Kelsey Jade Jones (born 4 September 1997) is a Welsh Rugby Union professional player who plays hooker for the Wales women's national rugby union team and Gloucester-Hartpury in the Premier 15s.

== Rugby career ==

=== Club career ===
Jones began rugby training in 2014, at the age of 16, with Seven Sisters in the Neath Valleys. With no official youth set-up at the club she wasn't able to play her first match until she turned 17. She then helped to create an official youth side, and became the club's first ever girls' youth team captain.

Jones then played for Ospreys U18s and then Ospreys Seniors, before joining Gloucester-Hartpury at the Premier 15s League in 2019.

=== International career ===
Jones made her international debut as a substitute against New Zealand in the 2017 Women's Rugby World Cup in Ireland.

In January 2019, she was named in the Wales squad for the 2019 Six Nations Championship, before being called up for the 2020 tournament, and later the 2021 Championship.

She was selected in Wales squad for the 2021 Rugby World Cup in New Zealand.

Jones was named in the Welsh side for the 2025 Six Nations in March.

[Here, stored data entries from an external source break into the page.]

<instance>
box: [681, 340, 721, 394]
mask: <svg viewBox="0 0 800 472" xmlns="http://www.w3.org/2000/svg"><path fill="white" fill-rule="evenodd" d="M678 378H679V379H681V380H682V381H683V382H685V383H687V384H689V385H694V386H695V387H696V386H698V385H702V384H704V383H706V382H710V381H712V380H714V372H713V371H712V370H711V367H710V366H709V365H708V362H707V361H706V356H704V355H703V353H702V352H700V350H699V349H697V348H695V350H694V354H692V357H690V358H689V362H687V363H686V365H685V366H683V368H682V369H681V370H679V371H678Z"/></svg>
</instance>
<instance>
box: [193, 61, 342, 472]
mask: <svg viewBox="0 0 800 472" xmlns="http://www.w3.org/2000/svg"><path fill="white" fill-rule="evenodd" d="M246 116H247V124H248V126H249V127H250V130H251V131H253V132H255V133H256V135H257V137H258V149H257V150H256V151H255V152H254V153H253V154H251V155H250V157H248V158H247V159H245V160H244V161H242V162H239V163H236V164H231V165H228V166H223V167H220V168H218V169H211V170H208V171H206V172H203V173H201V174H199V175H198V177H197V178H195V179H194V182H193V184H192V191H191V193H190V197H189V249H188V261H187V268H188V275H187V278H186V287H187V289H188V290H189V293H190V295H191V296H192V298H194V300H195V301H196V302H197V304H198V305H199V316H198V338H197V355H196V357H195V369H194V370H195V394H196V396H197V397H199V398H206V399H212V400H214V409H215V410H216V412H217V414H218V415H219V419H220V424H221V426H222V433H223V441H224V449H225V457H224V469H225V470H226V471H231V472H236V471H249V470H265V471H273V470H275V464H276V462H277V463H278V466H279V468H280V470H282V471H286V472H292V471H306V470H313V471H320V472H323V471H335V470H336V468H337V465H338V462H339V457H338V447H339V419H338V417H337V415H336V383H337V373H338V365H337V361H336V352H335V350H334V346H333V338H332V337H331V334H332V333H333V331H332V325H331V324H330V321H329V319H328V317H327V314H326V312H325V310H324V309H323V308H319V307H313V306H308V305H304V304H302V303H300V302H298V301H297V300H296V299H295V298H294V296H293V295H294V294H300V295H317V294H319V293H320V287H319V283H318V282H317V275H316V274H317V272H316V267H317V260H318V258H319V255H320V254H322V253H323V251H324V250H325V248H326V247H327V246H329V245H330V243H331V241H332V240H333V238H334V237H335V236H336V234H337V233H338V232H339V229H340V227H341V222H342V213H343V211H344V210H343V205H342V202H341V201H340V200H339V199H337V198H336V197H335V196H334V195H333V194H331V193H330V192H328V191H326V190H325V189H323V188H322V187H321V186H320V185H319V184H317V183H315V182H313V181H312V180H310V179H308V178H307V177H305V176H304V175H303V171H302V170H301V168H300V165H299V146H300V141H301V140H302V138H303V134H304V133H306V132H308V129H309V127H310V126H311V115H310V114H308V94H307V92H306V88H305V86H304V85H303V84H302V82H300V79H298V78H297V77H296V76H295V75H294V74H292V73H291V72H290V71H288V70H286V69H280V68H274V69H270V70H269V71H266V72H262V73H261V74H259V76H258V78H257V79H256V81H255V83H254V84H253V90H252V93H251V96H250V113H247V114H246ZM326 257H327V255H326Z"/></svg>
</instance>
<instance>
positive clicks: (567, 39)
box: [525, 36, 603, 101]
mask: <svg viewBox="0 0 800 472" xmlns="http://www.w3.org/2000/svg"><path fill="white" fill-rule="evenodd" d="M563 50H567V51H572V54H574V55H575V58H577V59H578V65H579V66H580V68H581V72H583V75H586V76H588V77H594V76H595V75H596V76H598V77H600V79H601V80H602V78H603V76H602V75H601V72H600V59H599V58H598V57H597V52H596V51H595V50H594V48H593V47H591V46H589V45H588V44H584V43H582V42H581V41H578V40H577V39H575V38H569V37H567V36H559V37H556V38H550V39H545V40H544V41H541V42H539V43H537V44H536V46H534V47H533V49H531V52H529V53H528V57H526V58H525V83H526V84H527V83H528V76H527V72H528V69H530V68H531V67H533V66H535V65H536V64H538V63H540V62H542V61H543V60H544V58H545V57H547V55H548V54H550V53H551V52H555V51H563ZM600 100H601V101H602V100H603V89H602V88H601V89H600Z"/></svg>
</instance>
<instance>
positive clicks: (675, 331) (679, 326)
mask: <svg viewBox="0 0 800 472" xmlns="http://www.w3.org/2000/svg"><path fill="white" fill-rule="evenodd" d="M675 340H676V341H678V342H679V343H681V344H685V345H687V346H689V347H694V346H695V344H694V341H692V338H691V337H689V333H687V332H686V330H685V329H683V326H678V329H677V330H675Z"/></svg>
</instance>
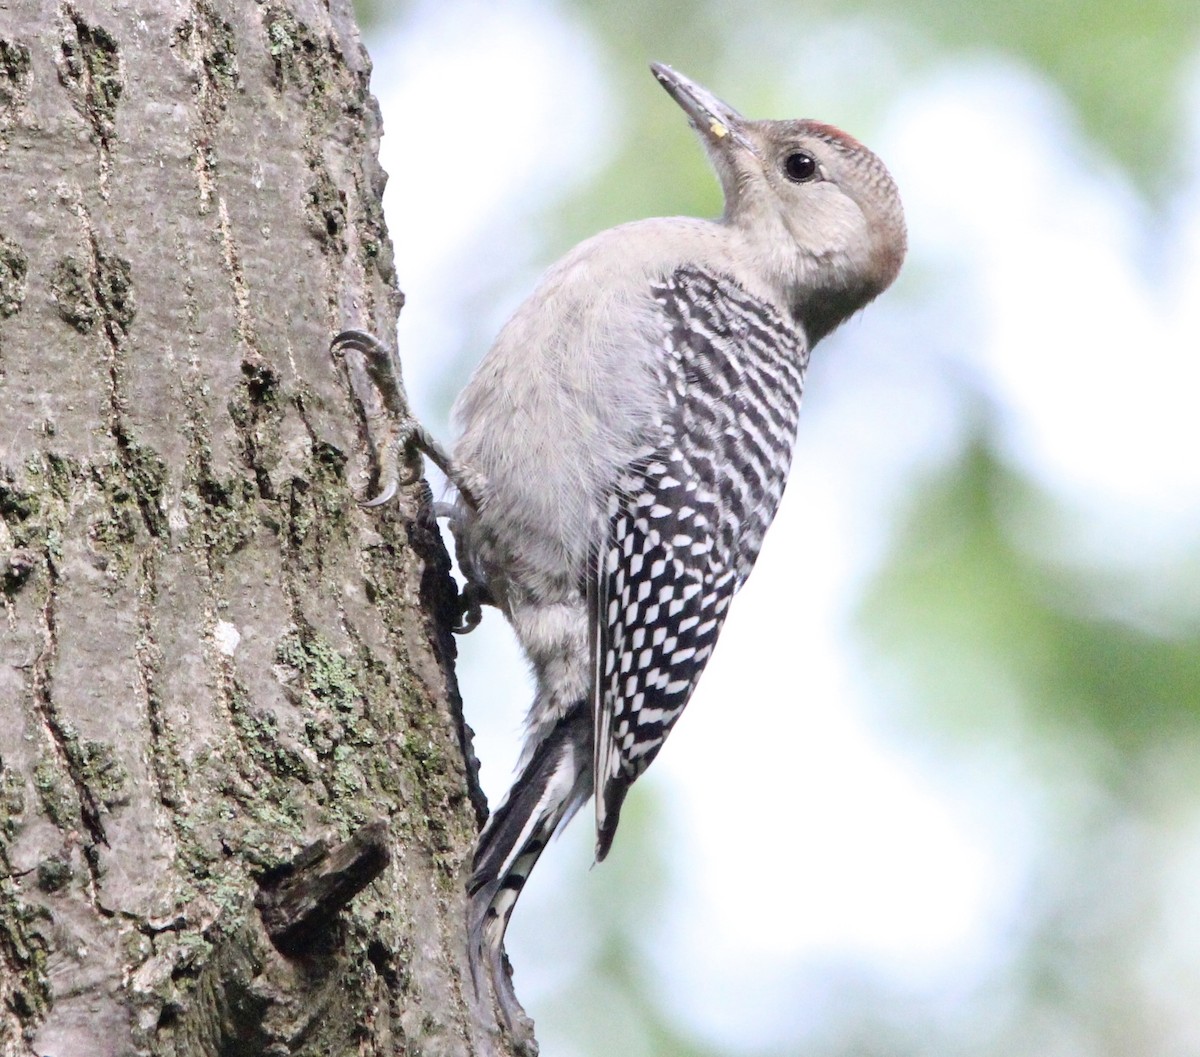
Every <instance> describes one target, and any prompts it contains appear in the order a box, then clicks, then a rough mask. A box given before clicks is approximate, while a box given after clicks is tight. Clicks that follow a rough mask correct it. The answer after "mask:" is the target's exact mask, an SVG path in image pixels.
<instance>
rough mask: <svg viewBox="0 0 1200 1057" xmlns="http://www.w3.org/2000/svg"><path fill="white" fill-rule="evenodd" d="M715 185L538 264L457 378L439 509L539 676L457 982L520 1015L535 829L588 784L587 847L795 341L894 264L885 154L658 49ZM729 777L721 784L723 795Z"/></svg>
mask: <svg viewBox="0 0 1200 1057" xmlns="http://www.w3.org/2000/svg"><path fill="white" fill-rule="evenodd" d="M653 68H654V73H655V76H656V77H658V79H659V80H660V83H661V84H662V85H664V86H665V88H666V90H667V91H668V92H670V94H671V95H672V96H673V97H674V100H676V101H677V102H678V103H679V104H680V106H682V107H683V109H684V110H685V112H686V113H688V115H689V118H690V119H691V122H692V125H694V126H695V127H696V130H697V132H698V134H700V138H701V140H702V142H703V143H704V146H706V148H707V151H708V155H709V158H710V161H712V162H713V166H714V168H715V169H716V173H718V175H719V176H720V180H721V185H722V187H724V191H725V199H726V208H725V215H724V216H722V217H721V218H720V220H716V221H703V220H694V218H683V217H677V218H671V220H649V221H641V222H637V223H631V224H625V226H623V227H619V228H616V229H613V230H610V232H605V233H604V234H600V235H598V236H595V238H594V239H590V240H588V241H587V242H584V244H582V245H581V246H578V247H577V248H576V250H575V251H572V252H571V253H569V254H568V256H566V257H565V258H564V259H563V260H562V262H559V263H558V264H557V265H554V266H553V268H552V269H551V270H550V272H548V274H547V275H546V277H545V278H544V280H542V282H541V284H540V286H539V287H538V289H536V290H535V292H534V294H533V295H532V296H530V298H529V299H528V300H527V301H526V302H524V304H523V305H522V306H521V307H520V308H518V310H517V312H516V313H515V316H514V317H512V318H511V319H510V320H509V323H508V324H506V325H505V326H504V329H503V330H502V332H500V335H499V336H498V338H497V341H496V344H494V346H493V347H492V349H491V352H490V353H488V354H487V356H486V358H485V359H484V361H482V364H481V365H480V366H479V370H478V371H476V373H475V376H474V377H473V378H472V380H470V383H469V384H468V385H467V388H466V390H464V391H463V394H462V396H461V398H460V401H458V403H457V407H456V415H457V420H458V422H460V424H461V427H462V434H461V438H460V440H458V443H457V445H456V448H455V451H454V457H452V458H450V460H446V458H445V456H440V452H439V456H440V458H442V461H445V462H446V463H448V467H449V470H450V474H451V478H454V479H456V480H463V481H464V482H467V484H468V485H469V487H468V492H469V496H468V497H467V498H464V499H461V500H460V503H458V504H457V509H456V511H455V516H454V518H452V522H451V527H452V529H454V531H455V536H456V541H457V548H458V555H460V561H461V565H462V567H463V570H464V571H466V573H467V576H468V578H469V579H470V582H472V584H473V588H474V590H475V593H476V594H480V595H485V596H487V597H490V600H491V601H493V602H494V603H496V605H497V606H498V607H499V608H500V609H502V611H503V612H504V614H505V615H506V617H508V619H509V620H510V623H511V624H512V627H514V630H515V632H516V635H517V638H518V639H520V642H521V645H522V648H523V649H524V653H526V655H527V656H528V659H529V662H530V665H532V667H533V672H534V675H535V679H536V695H535V697H534V702H533V705H532V708H530V710H529V717H528V735H527V743H526V750H524V755H523V758H522V762H521V773H520V775H518V777H517V780H516V782H515V785H514V787H512V789H511V792H510V793H509V795H508V798H506V799H505V801H504V803H503V804H502V805H500V806H499V807H498V809H497V810H496V812H494V813H493V815H492V817H491V819H490V821H488V823H487V825H486V827H485V829H484V831H482V833H481V834H480V837H479V843H478V848H476V852H475V859H474V869H473V875H472V878H470V882H469V885H468V889H469V893H470V921H469V927H470V942H472V959H473V966H474V968H475V980H476V985H478V986H479V987H480V989H484V987H486V984H487V980H488V979H490V980H491V984H492V987H493V990H494V993H496V996H497V998H498V1001H499V1003H500V1008H502V1011H503V1014H504V1016H505V1019H506V1020H508V1022H509V1023H510V1026H514V1025H517V1023H518V1022H520V1007H518V1005H517V1003H516V999H515V997H514V995H512V991H511V986H510V983H509V979H508V974H506V972H505V967H504V961H503V936H504V929H505V926H506V924H508V919H509V914H510V913H511V911H512V906H514V905H515V902H516V899H517V895H518V894H520V889H521V887H522V884H523V883H524V879H526V877H527V876H528V873H529V871H530V870H532V867H533V864H534V863H535V860H536V858H538V855H539V854H540V852H541V849H542V848H544V847H545V843H546V841H547V840H548V839H550V837H551V835H553V833H554V831H556V830H557V829H559V828H560V827H562V825H563V823H564V822H565V819H568V818H569V817H570V815H571V813H572V812H574V811H575V810H576V809H577V807H578V806H580V805H581V804H583V803H584V801H586V800H587V799H588V798H589V797H590V795H592V794H593V791H595V792H596V793H598V795H596V798H595V809H596V816H595V818H596V858H598V859H602V858H604V855H605V854H606V852H607V851H608V847H610V845H611V842H612V839H613V834H614V831H616V828H617V821H618V816H619V811H620V806H622V801H623V800H624V797H625V793H626V792H628V789H629V786H630V783H631V782H632V781H634V780H635V779H636V777H637V776H638V775H640V774H641V773H642V771H643V770H644V769H646V767H647V765H648V764H649V762H650V761H652V759H653V758H654V756H655V755H656V753H658V751H659V749H660V747H661V745H662V741H664V739H665V738H666V735H667V733H668V732H670V729H671V727H672V725H673V723H674V722H676V720H677V719H678V717H679V714H680V711H682V710H683V708H684V705H685V704H686V702H688V698H689V697H690V695H691V692H692V689H694V687H695V685H696V680H697V679H698V678H700V674H701V672H702V669H703V667H704V663H706V662H707V660H708V657H709V655H710V654H712V650H713V647H714V645H715V643H716V638H718V635H719V632H720V627H721V624H722V621H724V620H725V618H726V614H727V612H728V605H730V601H731V599H732V597H733V595H734V593H736V591H737V590H738V588H739V587H740V585H742V584H743V583H744V582H745V578H746V576H748V575H749V573H750V569H751V567H752V565H754V561H755V558H756V557H757V554H758V548H760V546H761V543H762V539H763V534H764V533H766V530H767V527H768V526H769V523H770V521H772V518H773V517H774V515H775V510H776V509H778V506H779V502H780V498H781V496H782V491H784V485H785V481H786V478H787V472H788V467H790V463H791V456H792V442H793V437H794V432H796V424H797V415H798V410H799V402H800V392H802V389H803V380H804V371H805V367H806V364H808V359H809V352H810V349H811V347H812V346H814V344H815V343H816V342H817V341H818V340H820V338H821V337H823V336H824V335H826V334H828V332H829V331H830V330H833V329H834V328H835V326H836V325H838V324H839V323H841V322H842V320H844V319H845V318H846V317H848V316H850V314H852V313H853V312H856V311H857V310H859V308H860V307H862V306H863V305H865V304H866V302H868V301H870V300H871V299H872V298H875V296H876V295H877V294H880V293H881V292H882V290H883V289H884V288H886V287H887V286H888V284H889V283H890V282H892V280H893V278H894V277H895V274H896V271H898V270H899V268H900V263H901V260H902V258H904V253H905V227H904V217H902V212H901V208H900V200H899V197H898V194H896V190H895V186H894V184H893V182H892V179H890V176H889V175H888V173H887V169H886V168H884V167H883V164H882V162H880V161H878V158H876V157H875V155H872V154H871V152H870V151H869V150H866V149H865V148H864V146H862V145H860V144H859V143H857V142H856V140H853V139H852V138H850V137H848V136H846V134H845V133H842V132H839V131H838V130H834V128H830V127H829V126H826V125H821V124H817V122H812V121H748V120H745V119H743V118H742V116H740V115H738V114H737V113H736V112H734V110H732V109H731V108H730V107H727V106H726V104H725V103H722V102H721V101H720V100H716V98H715V97H714V96H713V95H712V94H709V92H708V91H707V90H706V89H703V88H701V86H700V85H697V84H694V83H692V82H690V80H688V79H686V78H684V77H682V76H680V74H678V73H676V72H674V71H672V70H670V68H668V67H664V66H655V67H653ZM732 794H734V795H736V792H734V793H732Z"/></svg>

She was later named in the squad to the Women's Rugby World Cup that will be held in England.

== Personal life ==
Jones was born in Neath Port Talbot to parents Jason and Becky Jones. She is the youngest of three daughters.

As a child, Jones attended Llangatwg Comprehensive School, followed by the Llandarcy Academy of Sport.

Jones is passionate about diversity and inclusion in women's rugby. Following a year-long development apprenticeship with WRU, she moved into a hands-on role that saw her coaching women's, girl's, disability and wheelchair games. She then took the role of disability and inclusion officer at the Cardiff Blues Community Foundation, which covers 76 community clubs, 61 secondary schools and 320 primary schools in South Wales.

Jones now works for Gloucester Rugby as lead participation officer, working with secondary schools to encourage wider participation in rugby among minority and disadvantaged communities. Alongside this role, she also spends time in schools and colleges promoting wheelchair rugby.